The last members of that generation has however now left the business to pursue other career and business interests, and the family, minus direct involvement in the business apart from Alan Ramsay (who turns a fit 71 next week), its chairman who took back the day to day running of the group at the end of last year, feels it’s time to sell.
Ramsay took a firmer hand in running the business after Ramsay Media MD Stuart Lowe left at the end of 2012. His replacement, yet to be appointed, will probably be a private equity manager with media experience who will be tasked to put the business on surer financial footing and make it more appetising for possible investors.
Ramsay says the business had a very tough 2012, but had stabilised significantly in the last few months, with budgets exceeding targets.

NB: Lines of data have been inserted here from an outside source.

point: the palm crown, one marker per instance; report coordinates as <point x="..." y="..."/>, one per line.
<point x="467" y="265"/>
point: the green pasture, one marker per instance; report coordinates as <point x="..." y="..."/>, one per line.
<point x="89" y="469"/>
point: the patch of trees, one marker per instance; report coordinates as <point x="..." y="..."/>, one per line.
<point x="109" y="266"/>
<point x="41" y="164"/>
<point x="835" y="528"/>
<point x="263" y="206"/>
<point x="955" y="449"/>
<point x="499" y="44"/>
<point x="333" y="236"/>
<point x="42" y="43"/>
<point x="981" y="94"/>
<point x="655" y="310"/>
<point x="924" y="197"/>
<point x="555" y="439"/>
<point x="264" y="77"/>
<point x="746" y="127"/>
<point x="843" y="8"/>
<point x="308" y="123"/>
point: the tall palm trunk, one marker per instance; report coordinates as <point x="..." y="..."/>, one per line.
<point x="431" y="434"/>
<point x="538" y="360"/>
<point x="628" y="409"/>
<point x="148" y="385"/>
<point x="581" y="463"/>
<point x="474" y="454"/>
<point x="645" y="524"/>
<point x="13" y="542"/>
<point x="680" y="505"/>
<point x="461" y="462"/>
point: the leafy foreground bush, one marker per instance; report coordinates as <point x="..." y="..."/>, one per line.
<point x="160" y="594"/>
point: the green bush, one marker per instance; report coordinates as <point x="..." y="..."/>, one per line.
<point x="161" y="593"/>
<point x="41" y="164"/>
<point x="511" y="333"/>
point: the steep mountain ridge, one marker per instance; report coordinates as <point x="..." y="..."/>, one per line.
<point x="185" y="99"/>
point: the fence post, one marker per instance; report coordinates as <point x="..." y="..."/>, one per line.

Even in the digital age publishers need to keep their eye on fundamentals such as distribution, marketing, sales targets and of course the content of their titles, notes Ramsay.

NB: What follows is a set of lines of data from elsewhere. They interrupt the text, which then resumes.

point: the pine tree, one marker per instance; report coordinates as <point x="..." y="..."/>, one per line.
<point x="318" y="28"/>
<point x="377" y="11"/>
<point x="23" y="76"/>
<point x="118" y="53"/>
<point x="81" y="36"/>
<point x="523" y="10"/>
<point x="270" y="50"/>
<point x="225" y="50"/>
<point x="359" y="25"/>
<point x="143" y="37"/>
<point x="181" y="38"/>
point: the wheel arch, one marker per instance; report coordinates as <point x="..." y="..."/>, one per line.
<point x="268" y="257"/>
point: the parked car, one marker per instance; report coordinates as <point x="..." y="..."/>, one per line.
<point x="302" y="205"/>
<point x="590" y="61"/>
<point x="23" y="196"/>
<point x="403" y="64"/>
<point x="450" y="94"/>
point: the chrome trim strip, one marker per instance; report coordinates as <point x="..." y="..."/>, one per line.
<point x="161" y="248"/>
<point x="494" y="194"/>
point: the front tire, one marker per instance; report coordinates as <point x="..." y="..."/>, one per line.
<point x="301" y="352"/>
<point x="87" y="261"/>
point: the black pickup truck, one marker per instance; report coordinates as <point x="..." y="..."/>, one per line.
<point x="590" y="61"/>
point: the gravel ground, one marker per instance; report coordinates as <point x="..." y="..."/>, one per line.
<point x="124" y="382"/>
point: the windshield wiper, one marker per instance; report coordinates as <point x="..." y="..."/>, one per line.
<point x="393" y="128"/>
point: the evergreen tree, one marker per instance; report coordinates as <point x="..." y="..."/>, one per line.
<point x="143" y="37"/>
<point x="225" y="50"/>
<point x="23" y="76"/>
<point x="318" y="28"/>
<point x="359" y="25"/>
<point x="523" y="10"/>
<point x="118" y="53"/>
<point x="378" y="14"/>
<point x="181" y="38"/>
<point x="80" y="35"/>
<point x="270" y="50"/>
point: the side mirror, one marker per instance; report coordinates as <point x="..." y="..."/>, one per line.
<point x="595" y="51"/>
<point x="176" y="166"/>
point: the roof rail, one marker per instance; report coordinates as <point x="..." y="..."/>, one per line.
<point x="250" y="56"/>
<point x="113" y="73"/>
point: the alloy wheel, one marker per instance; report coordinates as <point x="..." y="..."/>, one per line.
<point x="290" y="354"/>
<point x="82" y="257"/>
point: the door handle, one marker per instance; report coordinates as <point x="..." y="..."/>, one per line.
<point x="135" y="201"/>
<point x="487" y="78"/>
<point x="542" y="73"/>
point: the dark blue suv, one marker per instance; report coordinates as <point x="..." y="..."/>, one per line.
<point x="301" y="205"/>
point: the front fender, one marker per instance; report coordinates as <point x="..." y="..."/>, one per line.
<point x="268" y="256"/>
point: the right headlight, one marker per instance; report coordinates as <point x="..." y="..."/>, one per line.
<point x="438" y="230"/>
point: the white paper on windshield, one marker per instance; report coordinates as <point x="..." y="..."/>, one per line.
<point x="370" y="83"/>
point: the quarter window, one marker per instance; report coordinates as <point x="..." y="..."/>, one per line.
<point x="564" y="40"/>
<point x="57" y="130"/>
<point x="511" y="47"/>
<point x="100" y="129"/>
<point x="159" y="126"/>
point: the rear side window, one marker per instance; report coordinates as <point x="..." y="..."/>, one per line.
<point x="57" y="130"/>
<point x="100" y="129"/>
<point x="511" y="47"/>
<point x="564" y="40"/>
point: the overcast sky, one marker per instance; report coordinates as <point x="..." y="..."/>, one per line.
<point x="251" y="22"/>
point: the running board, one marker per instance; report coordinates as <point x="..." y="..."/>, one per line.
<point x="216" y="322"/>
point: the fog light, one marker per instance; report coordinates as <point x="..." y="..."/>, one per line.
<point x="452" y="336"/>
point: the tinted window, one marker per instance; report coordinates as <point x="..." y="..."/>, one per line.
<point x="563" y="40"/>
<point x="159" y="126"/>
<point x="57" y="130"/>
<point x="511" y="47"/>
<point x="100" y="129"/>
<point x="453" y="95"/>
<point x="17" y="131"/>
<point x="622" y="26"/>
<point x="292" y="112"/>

Some internal restructuring has now taken place to give each of the major brands in the stable more agility and control over how it functions. Each now has a focussed team, rather than having to share resources, while the smaller brands have been clustered together. The events arm, which manages popular events for Getaway and CAR, will be boosted significantly, possibly through an acquisition.

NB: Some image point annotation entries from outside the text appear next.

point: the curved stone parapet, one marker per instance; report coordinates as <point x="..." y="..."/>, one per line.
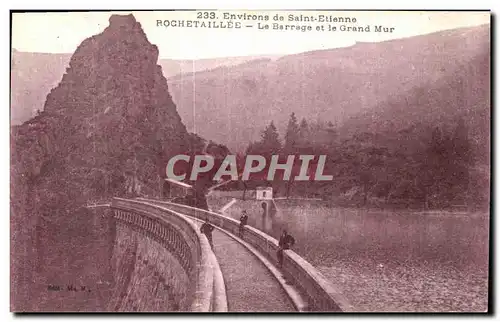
<point x="321" y="294"/>
<point x="167" y="233"/>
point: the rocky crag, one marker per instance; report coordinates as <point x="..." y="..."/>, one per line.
<point x="107" y="129"/>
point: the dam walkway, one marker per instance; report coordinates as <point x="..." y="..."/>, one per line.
<point x="236" y="274"/>
<point x="250" y="286"/>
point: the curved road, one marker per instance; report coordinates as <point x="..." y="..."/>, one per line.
<point x="250" y="286"/>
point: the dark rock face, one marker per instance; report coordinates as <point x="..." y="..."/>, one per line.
<point x="107" y="129"/>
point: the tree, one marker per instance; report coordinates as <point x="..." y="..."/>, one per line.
<point x="292" y="135"/>
<point x="270" y="143"/>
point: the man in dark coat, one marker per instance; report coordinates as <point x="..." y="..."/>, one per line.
<point x="243" y="222"/>
<point x="286" y="241"/>
<point x="207" y="229"/>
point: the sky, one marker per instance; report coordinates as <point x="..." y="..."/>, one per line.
<point x="62" y="32"/>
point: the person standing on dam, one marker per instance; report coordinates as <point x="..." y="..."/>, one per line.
<point x="243" y="222"/>
<point x="207" y="229"/>
<point x="286" y="241"/>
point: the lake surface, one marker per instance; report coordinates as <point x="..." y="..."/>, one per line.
<point x="389" y="260"/>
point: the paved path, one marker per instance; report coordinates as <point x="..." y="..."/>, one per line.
<point x="250" y="287"/>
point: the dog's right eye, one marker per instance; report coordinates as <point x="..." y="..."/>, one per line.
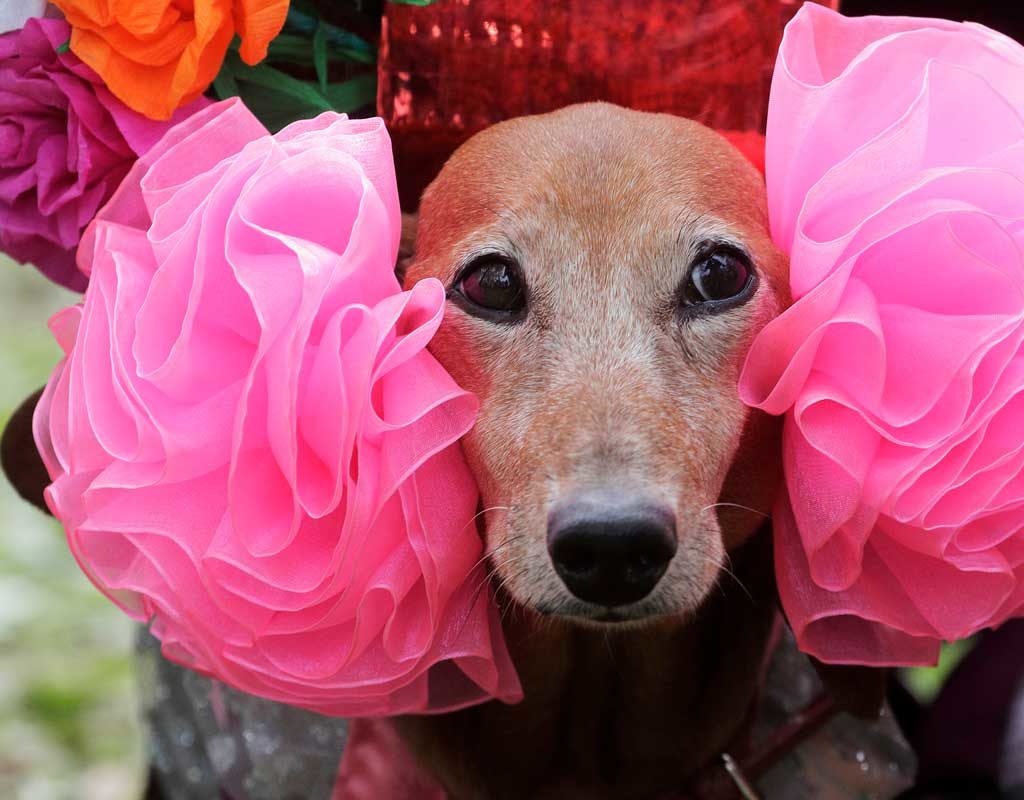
<point x="492" y="287"/>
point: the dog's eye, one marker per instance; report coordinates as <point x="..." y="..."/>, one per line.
<point x="718" y="279"/>
<point x="493" y="284"/>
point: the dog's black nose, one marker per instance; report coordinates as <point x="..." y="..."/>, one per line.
<point x="608" y="551"/>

In terms of the failed deal to merge Ramsay Media with content marketer Highbury Safika Media (HSM), Ramsay explains that the initial proposal was put together by Caxton, which owns a 30% stake in Ramsay. The combined business would have been a formidable presence in the publishing trade with a good footprint in both the consumer and custom publishing markets.
Caxton, who would have financed the deal, would have owned a significant stake in the combined business. Ramsay says the deal failed when both businesses questioned whether their corporate cultures would have matched and possibly doubts by HSM to add a new stakeholder (that would be Caxton) in their own business.
Ramsay says Caxton has not increased its direct stake in Ramsay Media as it is focussed on acquiring and absorbing digital assets.
Ramsay says the tough economic environment in general, and for print media in particular, affected the business quite badly last year. He also feels that the content the company produced were not meeting market needs as efficiently as it should. The scale of the business had also changed. Getaway and CAR once featured circulations of over 100 000 each. Today the websites have breached that figure while print has dwindled (Getaway to 55,424 and CAR less dramatically to 89,620) – but it hasn’t managed make up in digital for disappearing print revenue. All together it contributed to a bad financial year in 2012 – not the best time to sell a business in any case as Ramsay freely admits.
The company has also lost a number of senior personnel over the past couple of months. These include Lowe and Getaway publisher Jacqueline Lahoud as well as Robyn Daly (contract division). Ramsay argues new talent motivates business change – and that the business would ultimately benefit.
Financial figures for March and April looked great, with a renewed focus on sales, and improvements in the advertising market, says Ramsay.
Going forward the business will maintain its investment in print, increase its investment in its digital properties and develop its events business further. Focus will remain on existing brands and Ramsay promises the company will work harder to make its content great. The reward, he believes, will benefit staff and shareholders alike.